Roll the Dice's 'Assembly': A Doom Orchestra at the Frozen Edge of Civilization

When the coldest place in an Arctic landscape is a human settlement.
Image: Roll the Dice/Marcus Palmqvist

Roll the Dice is the Swedish duo of composers/producers Peder Mannerfelt and Malcolm Pardon making some of the most expansive, sprawling music one might ever consider "electronic," or, for that matter, ambient and minimal. It's desolate, beautiful work that spreads outward, like a pristine but high-contrast Arctic plain. The effect is strange, a sort of austure modern classicism teasing at the propulsive dark techno of dudes like Vatican Shadow but with an deeper, more finely calculated musical agenda. A 26 piece string section helps, of course.

The songs of the duo's just-out Until Silence climb mountains and twist through caves; there is a destination here, which means there's a journey. It's a sound that demands not just attention, but focus: every piece matters. That's rare.
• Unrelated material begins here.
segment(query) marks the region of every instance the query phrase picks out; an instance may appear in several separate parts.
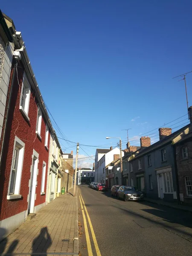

The video below, the work of Frode and Marcus, is about as literal as anything could be without showing the viewer actual notes. It's a tour of sorts of some Arctic landscape populated with the living ruins of an industrial human settlement. As glaciers calve into black water and chiseled mountains loom, it's still the settlement that winds up the coldest, starkest element, and a diving polar bear the warmest.